We did a quick evaluation how much accuracy we could achieve on all axises using a multirotor. We read many accuracy reports from fixed wings and this teaches us that the planimetric accuracy (horizontal) is usually about 1x the ground sampling distance (GSD) (0.5 if you're really good and have better cameras) and that the vertical accuracy (Z) is usually 2-3 times the horizontal accuracy. That's only valid for some altitude ranges, the regular flight altitude for uav's between 80-150 meters. Forward velocity and trigger distance requires a certain altitude to make it work.
Here we lowered the altitude from 80m to 40m and used a multirotor. We wanted to find out whether the vertical accuracy definitely would improve and hopefully establish a 1:1 relationship between vertical accuracy and GSD as well. The reason why vertical accuracy would improve steadily is because there's more perspective in images at lower altitude, so you pick up more height information in each image, which corresponds to better Z estimates.
In this example case we flew at 45 meters with a hexa at a speed of 3 m/s to get a high 85% forward overlap, making it more difficult for a wing to do the same. 211 photos were taken. The GSD produced is 1.41cm.

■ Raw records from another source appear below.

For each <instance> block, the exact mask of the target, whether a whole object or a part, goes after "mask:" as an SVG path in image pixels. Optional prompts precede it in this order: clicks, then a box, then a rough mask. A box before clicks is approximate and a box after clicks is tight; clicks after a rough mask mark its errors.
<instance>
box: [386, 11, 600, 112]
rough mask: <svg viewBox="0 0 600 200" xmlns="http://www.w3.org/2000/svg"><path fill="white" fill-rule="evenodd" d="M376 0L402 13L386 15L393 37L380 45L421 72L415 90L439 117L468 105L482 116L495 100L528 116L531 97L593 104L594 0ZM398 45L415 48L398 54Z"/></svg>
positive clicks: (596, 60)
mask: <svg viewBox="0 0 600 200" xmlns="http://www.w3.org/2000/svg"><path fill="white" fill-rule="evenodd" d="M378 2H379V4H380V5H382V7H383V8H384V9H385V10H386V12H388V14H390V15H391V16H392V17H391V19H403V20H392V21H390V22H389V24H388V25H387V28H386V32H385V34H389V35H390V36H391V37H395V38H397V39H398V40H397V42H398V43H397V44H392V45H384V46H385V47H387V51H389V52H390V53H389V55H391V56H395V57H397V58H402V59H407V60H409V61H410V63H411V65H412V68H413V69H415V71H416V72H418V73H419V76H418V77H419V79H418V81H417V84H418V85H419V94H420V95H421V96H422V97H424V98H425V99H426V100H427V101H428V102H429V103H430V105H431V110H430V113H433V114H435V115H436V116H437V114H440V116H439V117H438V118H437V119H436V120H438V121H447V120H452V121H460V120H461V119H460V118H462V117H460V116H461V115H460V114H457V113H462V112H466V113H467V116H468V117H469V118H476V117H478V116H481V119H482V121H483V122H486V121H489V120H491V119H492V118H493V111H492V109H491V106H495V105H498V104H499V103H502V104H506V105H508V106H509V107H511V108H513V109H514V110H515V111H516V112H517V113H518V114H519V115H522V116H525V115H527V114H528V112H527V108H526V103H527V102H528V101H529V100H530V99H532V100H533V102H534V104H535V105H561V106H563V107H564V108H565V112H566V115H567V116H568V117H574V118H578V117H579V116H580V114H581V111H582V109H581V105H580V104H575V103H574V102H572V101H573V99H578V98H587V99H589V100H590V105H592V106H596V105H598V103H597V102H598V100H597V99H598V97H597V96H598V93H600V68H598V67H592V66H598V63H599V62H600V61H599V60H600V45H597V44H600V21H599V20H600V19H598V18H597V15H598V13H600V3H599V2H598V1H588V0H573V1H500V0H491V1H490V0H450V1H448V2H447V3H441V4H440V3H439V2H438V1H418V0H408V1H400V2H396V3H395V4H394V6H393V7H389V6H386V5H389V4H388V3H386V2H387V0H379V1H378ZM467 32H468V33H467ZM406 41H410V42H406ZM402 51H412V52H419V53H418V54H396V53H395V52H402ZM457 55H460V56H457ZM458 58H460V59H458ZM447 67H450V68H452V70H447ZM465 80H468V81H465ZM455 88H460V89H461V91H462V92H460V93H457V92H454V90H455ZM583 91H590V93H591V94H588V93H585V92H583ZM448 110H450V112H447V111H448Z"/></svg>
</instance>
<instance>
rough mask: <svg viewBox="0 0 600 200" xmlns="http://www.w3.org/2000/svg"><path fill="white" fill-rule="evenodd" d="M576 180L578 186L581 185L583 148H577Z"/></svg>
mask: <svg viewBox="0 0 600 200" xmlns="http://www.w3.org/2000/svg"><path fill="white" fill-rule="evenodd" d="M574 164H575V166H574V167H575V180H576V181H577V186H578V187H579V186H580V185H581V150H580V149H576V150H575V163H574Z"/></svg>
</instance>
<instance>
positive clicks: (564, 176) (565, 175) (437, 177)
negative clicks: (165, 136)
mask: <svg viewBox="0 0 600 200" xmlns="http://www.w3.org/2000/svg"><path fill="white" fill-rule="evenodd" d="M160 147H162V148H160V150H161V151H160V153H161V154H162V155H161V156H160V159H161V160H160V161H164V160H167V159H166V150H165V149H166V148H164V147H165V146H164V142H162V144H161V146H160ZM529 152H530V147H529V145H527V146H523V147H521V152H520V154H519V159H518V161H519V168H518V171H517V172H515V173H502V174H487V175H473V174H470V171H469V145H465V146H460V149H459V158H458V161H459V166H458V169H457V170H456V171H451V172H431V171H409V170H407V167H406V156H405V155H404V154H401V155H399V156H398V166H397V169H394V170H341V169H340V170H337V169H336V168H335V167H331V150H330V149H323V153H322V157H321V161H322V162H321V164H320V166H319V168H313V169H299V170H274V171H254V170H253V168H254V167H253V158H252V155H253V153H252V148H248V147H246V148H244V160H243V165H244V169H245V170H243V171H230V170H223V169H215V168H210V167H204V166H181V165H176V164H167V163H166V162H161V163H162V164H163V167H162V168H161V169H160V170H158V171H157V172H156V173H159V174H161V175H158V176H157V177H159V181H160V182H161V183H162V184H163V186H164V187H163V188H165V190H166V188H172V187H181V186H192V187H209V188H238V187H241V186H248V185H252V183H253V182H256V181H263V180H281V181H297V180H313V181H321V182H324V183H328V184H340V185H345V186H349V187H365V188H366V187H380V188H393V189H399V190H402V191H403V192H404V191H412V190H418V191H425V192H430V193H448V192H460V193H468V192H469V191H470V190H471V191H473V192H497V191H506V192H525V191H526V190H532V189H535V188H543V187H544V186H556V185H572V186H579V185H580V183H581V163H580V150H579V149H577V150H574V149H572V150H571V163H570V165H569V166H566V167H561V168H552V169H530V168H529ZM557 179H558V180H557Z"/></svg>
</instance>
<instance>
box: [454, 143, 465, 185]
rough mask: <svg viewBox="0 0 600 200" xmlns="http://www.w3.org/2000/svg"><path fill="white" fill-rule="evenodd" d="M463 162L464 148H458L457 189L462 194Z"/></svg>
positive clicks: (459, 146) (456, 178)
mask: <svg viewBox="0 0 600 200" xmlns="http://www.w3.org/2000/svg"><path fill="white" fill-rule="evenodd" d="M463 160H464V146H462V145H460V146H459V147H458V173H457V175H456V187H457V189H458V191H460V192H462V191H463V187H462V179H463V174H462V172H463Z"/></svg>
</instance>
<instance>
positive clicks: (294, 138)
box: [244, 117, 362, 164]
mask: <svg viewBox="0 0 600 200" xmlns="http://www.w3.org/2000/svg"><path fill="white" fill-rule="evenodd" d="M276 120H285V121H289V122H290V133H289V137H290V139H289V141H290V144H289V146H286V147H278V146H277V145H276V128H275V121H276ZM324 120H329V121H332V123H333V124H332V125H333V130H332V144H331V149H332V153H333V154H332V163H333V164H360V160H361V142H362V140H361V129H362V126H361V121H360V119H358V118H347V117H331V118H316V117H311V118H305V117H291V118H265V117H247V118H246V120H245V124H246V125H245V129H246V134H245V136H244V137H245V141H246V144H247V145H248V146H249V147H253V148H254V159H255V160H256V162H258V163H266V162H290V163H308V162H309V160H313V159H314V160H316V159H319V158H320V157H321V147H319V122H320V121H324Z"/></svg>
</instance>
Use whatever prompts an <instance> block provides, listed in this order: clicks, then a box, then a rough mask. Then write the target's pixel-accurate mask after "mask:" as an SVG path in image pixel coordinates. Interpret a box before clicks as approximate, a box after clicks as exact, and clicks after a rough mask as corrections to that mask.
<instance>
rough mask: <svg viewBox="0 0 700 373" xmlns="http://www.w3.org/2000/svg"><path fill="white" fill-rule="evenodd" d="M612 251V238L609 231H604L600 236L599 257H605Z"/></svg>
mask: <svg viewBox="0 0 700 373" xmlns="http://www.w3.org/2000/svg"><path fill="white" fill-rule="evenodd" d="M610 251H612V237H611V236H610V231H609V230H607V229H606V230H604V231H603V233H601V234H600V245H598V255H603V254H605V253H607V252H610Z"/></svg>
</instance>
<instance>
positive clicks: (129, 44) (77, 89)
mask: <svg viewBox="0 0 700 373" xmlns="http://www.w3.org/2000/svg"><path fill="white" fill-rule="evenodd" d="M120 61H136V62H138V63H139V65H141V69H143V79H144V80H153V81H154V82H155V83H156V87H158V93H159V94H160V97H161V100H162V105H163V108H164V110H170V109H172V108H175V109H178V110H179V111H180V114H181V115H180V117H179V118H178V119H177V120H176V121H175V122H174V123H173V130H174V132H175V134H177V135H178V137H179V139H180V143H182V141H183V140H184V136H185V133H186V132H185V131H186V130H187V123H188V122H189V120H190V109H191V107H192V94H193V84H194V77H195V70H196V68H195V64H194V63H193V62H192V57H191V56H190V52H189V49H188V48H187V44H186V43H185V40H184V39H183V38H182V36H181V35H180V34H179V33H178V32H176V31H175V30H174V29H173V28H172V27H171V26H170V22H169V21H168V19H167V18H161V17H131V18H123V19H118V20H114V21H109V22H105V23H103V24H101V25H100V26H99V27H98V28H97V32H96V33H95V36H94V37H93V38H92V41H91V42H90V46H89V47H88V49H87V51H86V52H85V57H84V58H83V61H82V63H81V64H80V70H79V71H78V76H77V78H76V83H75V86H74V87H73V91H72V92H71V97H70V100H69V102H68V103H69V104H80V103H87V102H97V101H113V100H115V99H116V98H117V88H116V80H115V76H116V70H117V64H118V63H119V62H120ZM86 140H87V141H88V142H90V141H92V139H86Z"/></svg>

The photos were georeferenced using 5 marker points that were collected with high precision GPS equipment. The expectation is that when these GCP's are marked in the image, there's about a 0.5-1 pixel deviation, so it's expected that the error in marking GCP's is about 0,5-1 GSD as well. Sharper pictures and better markers reduce that error.
In this case we had 2 less accurate GCP's, so the planimetric accuracy of this dataset eventually became 1.7cm, slightly above 1* GSD. What we confirmed though is that we got a 1.8cm vertical accuracy for this set, (or rather, the residual error from the mathematical model).
This dataset could have been improved as follows:
- Better marking of GCP's and more attention paid during GCP marking.
- Sharper photos (better lenses).
- Higher precision GPS.
In the end, the maximum accuracy that one should expect with this equipment is 1* the GSD and better equipment isn't going to make this magically happen. This accuracy isn't correlated to the real world, that would be a totally different exercise altogether.
Here are some detailed images of the point cloud from close up. Notice the vertical detail of the irregular curb.
And the detail of a house. The planar surfaces aren't warped, a good indication of excellent georeferencing and accurate point triangulation.
This experiment is very relevant, because Lidar is commonly used for "real" precision projects, often considered for work where they need better than x cm precision. Although lidar data is probably as accurate as 5mm, it is also subject to occlusions and the station needs to be moved around a lot to get proper point cloud coverage, so operating it isn't all that easy.
UAV point clouds may always have less accuracy than laser clouds, but they do have the advantage of the bird's eye view: they generate data across an entire region with the same consistency in accuracy and density, whereas lidar isn't that consistently dense for every part of the survey area due to occlusions.
Price makes a big difference too. Lidar stations apparently cost $175k to acquire, whereas uav's probably put you back by $3000. The question that one needs to answer is whether the slight improvement in accuracy is worth the extra money.
What this experiment shows is that also for uav's 2cm vertical accuracy is probably within the possibilities, pending further experiments where datasets are compared against points in the real world.
I think getting 1.4cm error with pictures shot from 45m above is a pretty good result. My own experimentations let me "only" obtain an average 3d error of 2.8cm from an average altitude of 15m, using a 20mpx 1'' compact camera using Photoscan. But at least one exercise ended with 1cm error from 14m alttude.
I am getting into Ortho and Point cloud and I have been extremely impressed with the technologies now available. I have put together a EasyStick with a pixhawk for this task.
Looking forward to finding out what I can do....
When I was attempting this with my Hex (Balanced and low vibration) I was getting alot of blurry pic. How did you mount your cam to limit vibration?
This is a feasibility evaluation for a large project. The software used was pix4d (desktop version). That really is very good and gives options to control smoothing and filtering of points.
The camera is a simple point and shoot (IXUS 230HS), but any reasonable P&S that people talk about here should do. I live in Brazil and we just had a very favourable day with 4/8 cloud cover. The sun here is so strong that in bright daylight it's very likely to overexpose, losing all features. The camera has custom exposure control. Control over source material is the most important thing here.
The area is 200x140m. The flight took around 10 minutes. Processing was done overnight, but the software gives you different options for processing that can reduce processing time by a factor 4-5.
The autopilot used was apm 2.6+, performing flawlessly, 100% autonomous flight, takeoff->landing and perfect control over the camera trigger.
Hi Gerard, a couple of questions please:
1. What software are you using for your Point Cloud Model generation?
2. What camera are you using?
3. How big is the area that you surveyed and how long did it take you?